Subsidies, friendly regulation and a maritime past have helped the UK install more offshore wind power than any other country in the world. Collectively they now have a capacity of 5.3GW, generating enough electricity to power 4.3m homes. Eight further projects already under construction will add more than half that capacity again.

But ministers have made it clear that the industry must keep cutting costs if the technology, the only large renewable energy source backed by the Conservatives, is to continue earning taxpayer support.

While a recent study showed the cost of offshore wind has fallen a third since 2012, a key litmus test will be the results of a government auction this summer for £290m of renewable energy subsidies.

“I wouldn’t be at all surprised if it comes in below Hinkley,” said Sykes of the prices offshore windfarms might reach, compared to £92.50 per megawatt hour that France’s EDF has been guaranteed for electricity generated by the nuclear power station it is building in Somerset. Previous offshore windfarm subsidy deals have cost well above £100 per megawatt hour.

“This and other projects have been crucial for driving costs down for the whole industry,” said Skyes, pointing to the Burbo Bank extension.

Building fewer but more powerful turbines like these is cheaper because each tower and its blades need a foundation, the “transition piece” that goes atop that, plus the cables to connect it to a nearby substation, and ongoing maintenance.

In Germany, Dong recently made waves when the electricity grid regulator approved its bid to build the world’s first subsidy-free offshore windfarm. While Skyes will not be drawn on when UK windfarms might do the same, he describes this one off Liverpool as “part of the journey to a zero-subsidy windfarm”.

Dong thinks that by the time that German windfarm begins construction, there will be turbines as powerful as 13MW or 15MW. “There’s every reason to think they will arrive,” said Sykes, although he acknowledged eventually they will hit a theoretical limit.

The majority of turbines in UK waters today are between 3.0MW and 3.6MW, with a smattering at 5MW to 7MW, but the Burbo Bank extension is a herald of things to come. Most of the 16 projects which have a planning green light but have not started construction yet will use turbines of at least 8MW.

While the UK benefits from the power from those windfarms, the industry has been criticised in the past for not ensuring enough parts are made in Britain.

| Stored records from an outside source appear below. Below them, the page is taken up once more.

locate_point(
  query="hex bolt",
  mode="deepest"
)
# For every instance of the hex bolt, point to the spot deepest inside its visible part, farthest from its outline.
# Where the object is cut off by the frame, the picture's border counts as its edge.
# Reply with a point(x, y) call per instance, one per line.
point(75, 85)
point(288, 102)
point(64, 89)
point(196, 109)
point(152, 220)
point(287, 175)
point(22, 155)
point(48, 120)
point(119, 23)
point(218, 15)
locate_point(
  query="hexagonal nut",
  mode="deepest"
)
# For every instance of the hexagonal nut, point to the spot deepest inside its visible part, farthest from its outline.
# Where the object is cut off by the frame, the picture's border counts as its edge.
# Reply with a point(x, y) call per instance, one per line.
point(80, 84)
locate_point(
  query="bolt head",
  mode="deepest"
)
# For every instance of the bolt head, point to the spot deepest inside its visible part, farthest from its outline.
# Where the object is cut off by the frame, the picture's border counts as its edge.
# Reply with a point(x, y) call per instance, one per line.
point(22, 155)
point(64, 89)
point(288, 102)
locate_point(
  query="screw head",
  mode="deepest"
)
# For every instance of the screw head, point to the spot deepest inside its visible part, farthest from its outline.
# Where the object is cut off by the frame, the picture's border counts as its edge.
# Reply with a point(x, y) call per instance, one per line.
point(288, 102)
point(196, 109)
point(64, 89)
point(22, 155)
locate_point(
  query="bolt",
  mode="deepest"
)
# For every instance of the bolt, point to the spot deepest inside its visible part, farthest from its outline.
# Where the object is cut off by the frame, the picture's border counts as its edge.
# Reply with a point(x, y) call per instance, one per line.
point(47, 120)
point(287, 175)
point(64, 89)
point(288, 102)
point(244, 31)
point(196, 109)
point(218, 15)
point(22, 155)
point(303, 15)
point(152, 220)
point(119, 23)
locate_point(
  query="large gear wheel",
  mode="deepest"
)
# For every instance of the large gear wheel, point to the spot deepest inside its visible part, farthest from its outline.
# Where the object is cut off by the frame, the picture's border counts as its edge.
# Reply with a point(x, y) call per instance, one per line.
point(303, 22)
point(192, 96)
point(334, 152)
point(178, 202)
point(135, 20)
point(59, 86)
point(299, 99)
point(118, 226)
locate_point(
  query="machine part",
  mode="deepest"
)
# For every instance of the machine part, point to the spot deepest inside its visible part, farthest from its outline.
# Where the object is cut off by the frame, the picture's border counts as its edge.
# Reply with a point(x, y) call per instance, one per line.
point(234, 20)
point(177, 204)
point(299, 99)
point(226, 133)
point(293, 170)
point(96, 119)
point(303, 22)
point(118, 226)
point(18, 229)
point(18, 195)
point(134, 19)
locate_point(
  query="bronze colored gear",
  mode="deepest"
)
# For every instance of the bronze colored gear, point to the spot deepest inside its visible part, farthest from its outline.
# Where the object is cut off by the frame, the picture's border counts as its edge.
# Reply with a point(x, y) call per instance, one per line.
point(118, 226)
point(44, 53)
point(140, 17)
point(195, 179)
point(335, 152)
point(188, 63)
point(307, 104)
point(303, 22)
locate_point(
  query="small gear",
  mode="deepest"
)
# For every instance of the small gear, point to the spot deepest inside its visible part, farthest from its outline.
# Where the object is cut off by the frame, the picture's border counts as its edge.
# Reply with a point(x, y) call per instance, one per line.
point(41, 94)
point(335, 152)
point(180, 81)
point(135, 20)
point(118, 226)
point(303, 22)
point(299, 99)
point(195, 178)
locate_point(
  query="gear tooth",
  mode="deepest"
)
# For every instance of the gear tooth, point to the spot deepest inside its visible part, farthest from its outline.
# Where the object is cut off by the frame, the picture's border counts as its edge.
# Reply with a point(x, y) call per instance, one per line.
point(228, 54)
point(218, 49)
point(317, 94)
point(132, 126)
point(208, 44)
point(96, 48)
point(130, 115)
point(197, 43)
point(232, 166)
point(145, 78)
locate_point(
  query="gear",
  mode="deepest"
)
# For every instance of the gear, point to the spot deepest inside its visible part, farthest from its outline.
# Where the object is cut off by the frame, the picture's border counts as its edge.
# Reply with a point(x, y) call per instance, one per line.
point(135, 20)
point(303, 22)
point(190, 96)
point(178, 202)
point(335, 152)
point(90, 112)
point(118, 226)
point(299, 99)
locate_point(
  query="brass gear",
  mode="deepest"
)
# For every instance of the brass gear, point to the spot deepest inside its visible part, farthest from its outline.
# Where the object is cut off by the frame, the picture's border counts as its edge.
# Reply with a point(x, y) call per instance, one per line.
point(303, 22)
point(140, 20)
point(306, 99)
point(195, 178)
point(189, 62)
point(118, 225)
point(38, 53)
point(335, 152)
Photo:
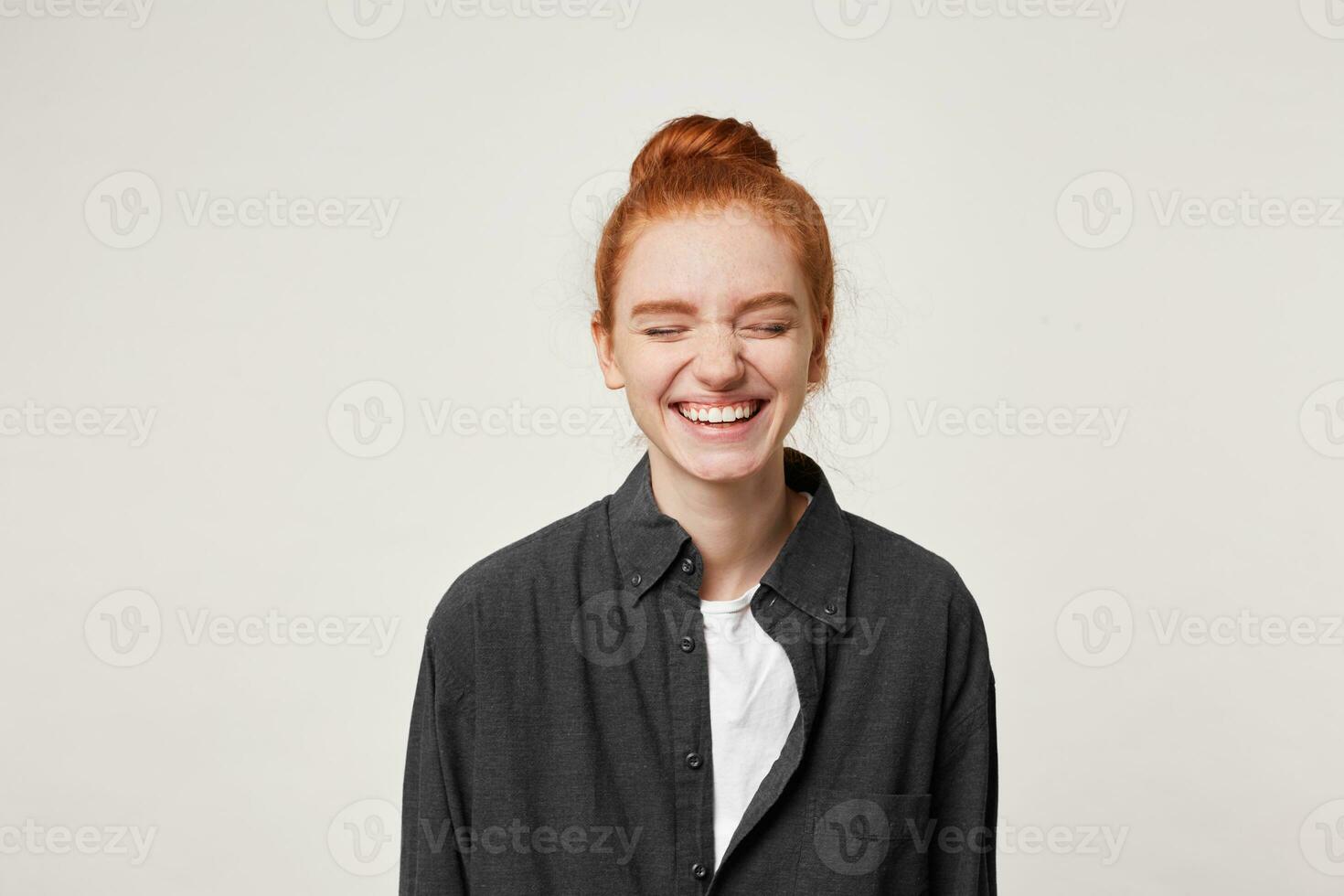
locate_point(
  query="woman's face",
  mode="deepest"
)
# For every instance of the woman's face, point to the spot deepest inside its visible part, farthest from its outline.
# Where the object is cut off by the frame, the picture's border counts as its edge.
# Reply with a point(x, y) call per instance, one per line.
point(711, 318)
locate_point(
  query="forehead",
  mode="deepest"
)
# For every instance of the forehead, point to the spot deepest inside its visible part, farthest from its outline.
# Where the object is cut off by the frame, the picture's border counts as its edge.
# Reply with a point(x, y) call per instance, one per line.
point(714, 258)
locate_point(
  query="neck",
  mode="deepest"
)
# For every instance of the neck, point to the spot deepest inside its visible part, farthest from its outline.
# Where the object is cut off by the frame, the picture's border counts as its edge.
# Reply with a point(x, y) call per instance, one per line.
point(738, 526)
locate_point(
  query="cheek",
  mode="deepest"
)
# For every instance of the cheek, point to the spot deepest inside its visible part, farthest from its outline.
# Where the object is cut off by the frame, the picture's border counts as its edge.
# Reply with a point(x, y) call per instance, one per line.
point(781, 361)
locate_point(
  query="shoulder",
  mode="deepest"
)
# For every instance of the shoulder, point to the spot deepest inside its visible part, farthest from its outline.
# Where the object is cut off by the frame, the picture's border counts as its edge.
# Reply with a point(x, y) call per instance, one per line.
point(882, 557)
point(509, 571)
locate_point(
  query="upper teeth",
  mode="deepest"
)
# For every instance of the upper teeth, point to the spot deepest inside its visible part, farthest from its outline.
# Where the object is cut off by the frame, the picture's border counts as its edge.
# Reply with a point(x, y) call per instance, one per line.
point(718, 412)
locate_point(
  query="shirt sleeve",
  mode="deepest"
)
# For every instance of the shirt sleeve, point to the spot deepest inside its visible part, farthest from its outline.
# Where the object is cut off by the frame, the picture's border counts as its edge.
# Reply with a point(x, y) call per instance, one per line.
point(965, 786)
point(436, 795)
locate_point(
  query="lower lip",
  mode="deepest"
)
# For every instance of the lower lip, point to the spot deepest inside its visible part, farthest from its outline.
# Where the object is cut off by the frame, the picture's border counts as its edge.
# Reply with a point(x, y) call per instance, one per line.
point(718, 432)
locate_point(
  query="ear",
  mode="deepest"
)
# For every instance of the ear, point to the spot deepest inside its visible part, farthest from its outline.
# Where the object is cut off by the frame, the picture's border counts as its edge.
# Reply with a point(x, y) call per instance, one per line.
point(817, 360)
point(605, 347)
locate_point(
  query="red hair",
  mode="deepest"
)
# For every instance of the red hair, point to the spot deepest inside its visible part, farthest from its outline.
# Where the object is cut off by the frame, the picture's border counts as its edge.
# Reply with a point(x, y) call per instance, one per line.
point(697, 163)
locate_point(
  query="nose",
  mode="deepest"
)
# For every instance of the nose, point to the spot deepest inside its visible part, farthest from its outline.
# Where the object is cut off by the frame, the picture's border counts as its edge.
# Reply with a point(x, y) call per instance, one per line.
point(718, 359)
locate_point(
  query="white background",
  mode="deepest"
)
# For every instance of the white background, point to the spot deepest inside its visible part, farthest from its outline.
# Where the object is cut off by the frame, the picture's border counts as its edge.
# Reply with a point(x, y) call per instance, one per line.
point(963, 134)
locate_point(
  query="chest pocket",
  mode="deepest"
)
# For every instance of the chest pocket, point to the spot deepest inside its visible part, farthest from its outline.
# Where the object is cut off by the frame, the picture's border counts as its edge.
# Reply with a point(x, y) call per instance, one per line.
point(859, 842)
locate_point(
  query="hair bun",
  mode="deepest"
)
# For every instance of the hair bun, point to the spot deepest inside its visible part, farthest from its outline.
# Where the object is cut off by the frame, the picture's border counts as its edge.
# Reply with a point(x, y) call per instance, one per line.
point(702, 137)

Dong does not put a figure on what percentage of the Burbo Bank extension is UK built but half the blades are made at MHI Vesta’s Isle of Wight factory; the bits that sit on top of the foundation are built at Teesside.

For people such as Justin Donaghan, the industry also means skilled jobs and a long-term career. The 34-year-old former Royal Navy engineer never saw himself working in green energy before he started working on the original Burbo Bank windfarm seven years ago. He is now a turbine supervisor, looking after the small teams that service the turbines.

“I don’t even think there was a renewable energy sector when I was younger,” he said.